I'm not a fan of the 'black dot in the line' idea for the station icon, I prefer the 'London Underground style white dot with black line larger than the line' design of the existing Subway map. I'm not a huge fan of depicting a line for every train either.

Needs street names.

Now you mention that... the current map probably gives a more accurate idea of the distances from one station to another with it also depicting Manhattan island and major streets.

Modernism with a capital M, and all that goes with it. I'd like the MTA to do a test run of the map just to gauge the reactions of today's straphangers.

The KickMap has the best of both worlds: Vignelli's pragmatism and Tauranac's humanism.

According to the New York City Transit Authority Graphics Standards Manual (1970), which was the work of Massimo Vignelli, the typeface (at least used on the original) is Standard Medium which is not Helvetica. (Yes, we have a copy and it weighs about ten pounds and was not fun to lug home.)

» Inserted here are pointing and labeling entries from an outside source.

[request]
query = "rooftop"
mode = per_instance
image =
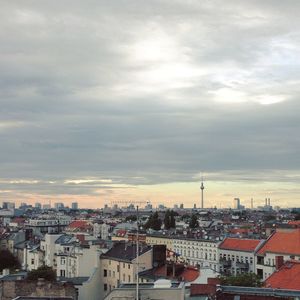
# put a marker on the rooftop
(124, 251)
(236, 244)
(287, 277)
(282, 242)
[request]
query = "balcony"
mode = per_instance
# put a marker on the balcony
(225, 263)
(242, 265)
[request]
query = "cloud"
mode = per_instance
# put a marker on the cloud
(147, 92)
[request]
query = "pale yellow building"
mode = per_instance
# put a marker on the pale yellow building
(119, 265)
(160, 240)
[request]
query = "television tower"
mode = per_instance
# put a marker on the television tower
(202, 188)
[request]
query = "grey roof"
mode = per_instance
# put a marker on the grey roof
(74, 280)
(43, 298)
(124, 251)
(258, 291)
(64, 239)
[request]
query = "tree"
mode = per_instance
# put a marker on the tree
(42, 272)
(153, 222)
(8, 260)
(194, 221)
(245, 279)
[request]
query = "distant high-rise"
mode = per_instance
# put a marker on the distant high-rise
(202, 189)
(58, 205)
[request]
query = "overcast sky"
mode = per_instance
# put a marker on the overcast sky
(125, 100)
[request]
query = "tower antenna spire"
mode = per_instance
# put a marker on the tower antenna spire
(202, 189)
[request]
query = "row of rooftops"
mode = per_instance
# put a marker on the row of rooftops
(279, 242)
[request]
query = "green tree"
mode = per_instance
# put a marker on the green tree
(245, 279)
(8, 260)
(194, 221)
(42, 272)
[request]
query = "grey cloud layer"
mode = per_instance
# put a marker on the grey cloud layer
(77, 101)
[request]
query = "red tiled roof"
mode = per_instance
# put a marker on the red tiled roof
(287, 277)
(79, 224)
(202, 289)
(190, 274)
(121, 233)
(282, 243)
(296, 222)
(239, 244)
(239, 230)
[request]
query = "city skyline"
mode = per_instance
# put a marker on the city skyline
(105, 101)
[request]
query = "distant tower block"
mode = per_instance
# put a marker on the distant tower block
(202, 189)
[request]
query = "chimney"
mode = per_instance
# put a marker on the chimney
(279, 262)
(173, 270)
(41, 282)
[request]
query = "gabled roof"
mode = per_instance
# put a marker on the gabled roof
(202, 289)
(283, 243)
(287, 277)
(79, 224)
(235, 244)
(124, 252)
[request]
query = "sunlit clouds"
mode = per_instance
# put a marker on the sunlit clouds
(103, 101)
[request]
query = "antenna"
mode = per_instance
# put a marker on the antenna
(137, 238)
(137, 253)
(202, 188)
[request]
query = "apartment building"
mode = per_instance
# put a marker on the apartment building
(119, 264)
(237, 256)
(160, 240)
(280, 243)
(201, 252)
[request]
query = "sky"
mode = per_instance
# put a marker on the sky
(118, 101)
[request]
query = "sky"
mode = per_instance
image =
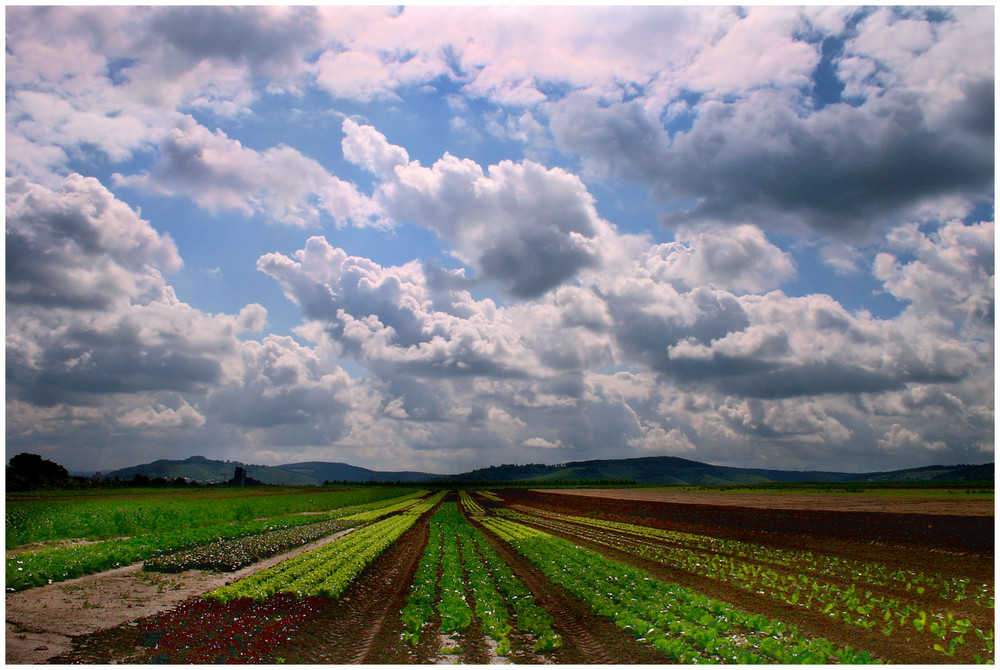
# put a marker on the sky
(438, 239)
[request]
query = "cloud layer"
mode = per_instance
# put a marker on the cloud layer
(812, 287)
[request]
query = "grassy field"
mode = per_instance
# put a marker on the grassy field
(103, 514)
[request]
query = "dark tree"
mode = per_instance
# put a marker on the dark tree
(27, 472)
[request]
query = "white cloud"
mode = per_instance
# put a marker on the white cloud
(739, 259)
(951, 279)
(528, 227)
(219, 173)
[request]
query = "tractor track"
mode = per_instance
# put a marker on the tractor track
(587, 638)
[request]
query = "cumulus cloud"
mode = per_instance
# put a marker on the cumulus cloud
(866, 133)
(950, 281)
(739, 260)
(528, 227)
(219, 173)
(390, 317)
(88, 310)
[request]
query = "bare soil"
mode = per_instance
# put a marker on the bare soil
(884, 538)
(42, 621)
(128, 616)
(853, 502)
(362, 626)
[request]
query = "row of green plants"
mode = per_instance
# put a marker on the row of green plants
(232, 554)
(887, 612)
(106, 516)
(457, 566)
(490, 495)
(470, 505)
(686, 626)
(326, 571)
(48, 565)
(841, 568)
(372, 512)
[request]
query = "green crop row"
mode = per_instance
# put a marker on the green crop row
(39, 567)
(375, 511)
(423, 591)
(686, 626)
(329, 569)
(470, 505)
(857, 606)
(129, 515)
(469, 567)
(494, 573)
(489, 495)
(231, 554)
(821, 565)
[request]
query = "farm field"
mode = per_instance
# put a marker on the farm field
(907, 501)
(516, 576)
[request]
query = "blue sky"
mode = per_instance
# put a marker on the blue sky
(444, 238)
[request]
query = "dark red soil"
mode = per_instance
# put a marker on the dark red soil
(911, 648)
(958, 545)
(363, 625)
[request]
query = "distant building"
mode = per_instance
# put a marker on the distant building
(240, 478)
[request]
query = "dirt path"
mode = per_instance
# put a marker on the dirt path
(854, 502)
(41, 621)
(587, 638)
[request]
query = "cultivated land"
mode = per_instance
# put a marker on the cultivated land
(498, 576)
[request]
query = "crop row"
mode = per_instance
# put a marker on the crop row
(231, 554)
(854, 605)
(122, 515)
(55, 564)
(327, 570)
(469, 504)
(489, 495)
(379, 510)
(684, 625)
(822, 565)
(459, 563)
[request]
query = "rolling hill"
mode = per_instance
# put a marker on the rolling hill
(659, 470)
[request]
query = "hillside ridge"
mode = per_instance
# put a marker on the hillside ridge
(662, 470)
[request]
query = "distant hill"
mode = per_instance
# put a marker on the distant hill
(670, 470)
(658, 470)
(320, 472)
(201, 469)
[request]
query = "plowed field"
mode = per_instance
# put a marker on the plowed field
(669, 582)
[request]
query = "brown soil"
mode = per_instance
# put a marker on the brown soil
(587, 638)
(41, 621)
(844, 535)
(129, 616)
(928, 541)
(855, 502)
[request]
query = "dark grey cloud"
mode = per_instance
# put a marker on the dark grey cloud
(840, 170)
(89, 313)
(79, 248)
(257, 36)
(529, 228)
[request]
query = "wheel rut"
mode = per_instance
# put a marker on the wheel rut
(587, 638)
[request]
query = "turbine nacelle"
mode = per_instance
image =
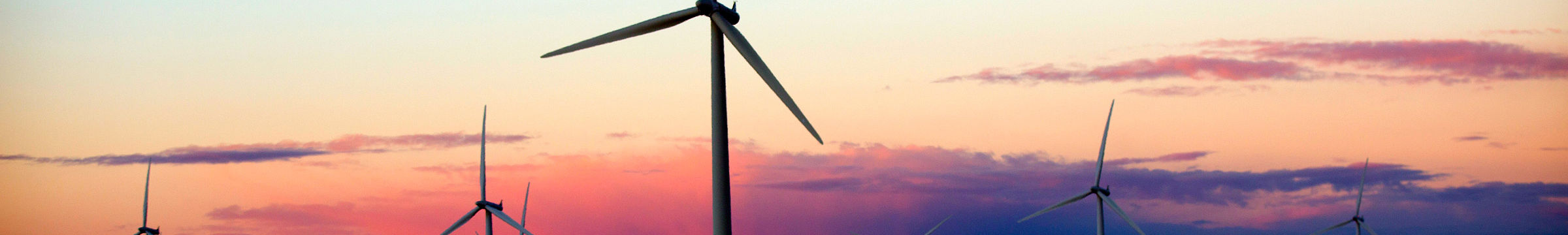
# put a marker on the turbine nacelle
(148, 231)
(487, 202)
(712, 7)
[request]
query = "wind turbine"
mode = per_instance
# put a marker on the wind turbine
(1103, 195)
(722, 24)
(1360, 221)
(145, 192)
(491, 210)
(934, 228)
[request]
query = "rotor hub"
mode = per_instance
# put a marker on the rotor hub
(491, 204)
(712, 7)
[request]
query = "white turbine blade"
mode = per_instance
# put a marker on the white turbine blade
(504, 218)
(1122, 213)
(1369, 228)
(938, 225)
(629, 32)
(465, 220)
(1054, 208)
(1100, 165)
(762, 69)
(146, 190)
(523, 220)
(1331, 228)
(1363, 185)
(483, 121)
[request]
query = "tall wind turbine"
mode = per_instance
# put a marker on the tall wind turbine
(1360, 221)
(1103, 195)
(722, 24)
(145, 192)
(934, 228)
(491, 210)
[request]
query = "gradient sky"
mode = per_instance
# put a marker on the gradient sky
(359, 118)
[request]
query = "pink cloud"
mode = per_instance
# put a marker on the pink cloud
(1465, 59)
(620, 135)
(286, 149)
(1404, 61)
(1523, 32)
(1162, 159)
(875, 189)
(1175, 91)
(1196, 68)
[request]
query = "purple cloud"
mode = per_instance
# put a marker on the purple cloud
(1405, 61)
(223, 154)
(1471, 138)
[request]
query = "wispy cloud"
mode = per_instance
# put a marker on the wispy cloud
(221, 154)
(906, 189)
(1523, 32)
(1401, 61)
(1175, 91)
(620, 135)
(1470, 138)
(452, 170)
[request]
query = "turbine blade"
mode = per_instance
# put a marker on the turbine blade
(629, 32)
(1122, 213)
(1369, 228)
(483, 121)
(523, 220)
(762, 69)
(1054, 208)
(938, 225)
(1331, 228)
(1100, 165)
(145, 192)
(504, 218)
(465, 220)
(1363, 185)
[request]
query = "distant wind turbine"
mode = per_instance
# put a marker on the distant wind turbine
(934, 228)
(491, 210)
(1357, 218)
(146, 189)
(722, 24)
(1103, 195)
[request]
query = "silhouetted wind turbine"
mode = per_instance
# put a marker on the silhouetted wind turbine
(491, 210)
(1357, 218)
(1103, 195)
(722, 24)
(146, 189)
(934, 228)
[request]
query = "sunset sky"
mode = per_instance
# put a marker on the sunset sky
(363, 118)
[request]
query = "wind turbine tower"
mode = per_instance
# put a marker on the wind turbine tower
(722, 22)
(146, 189)
(1360, 221)
(491, 210)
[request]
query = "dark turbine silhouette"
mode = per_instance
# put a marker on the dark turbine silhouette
(1103, 195)
(145, 192)
(1357, 218)
(491, 210)
(722, 24)
(934, 228)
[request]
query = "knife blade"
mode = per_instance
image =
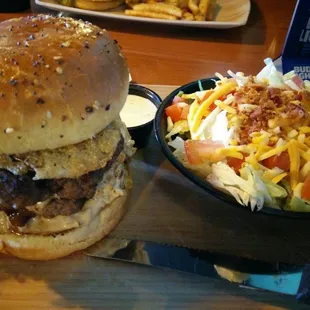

As for the design, most of the older subway maps (1960s and before) were basically variants on the standard Hagstrom map of the city, so going to something a bit more conceptual was a bit of a stretch. However, the big challenge is getting the dense cluster of lines in Manhattan to balance with the radials of lines in the outer boroughs, plus the fact there isn't anything to the west to provide a counter balance. It is sort of a unique situation.

The current map isn't that bad, although we do like the ones from the 1990s. There is a great book called Transit Maps of the World, which is interesting how good New York's maps have been compared to some other cities.

Now we would really like to see a London Underground style map for New York.

Now we would really like to see a London Underground style map for New York.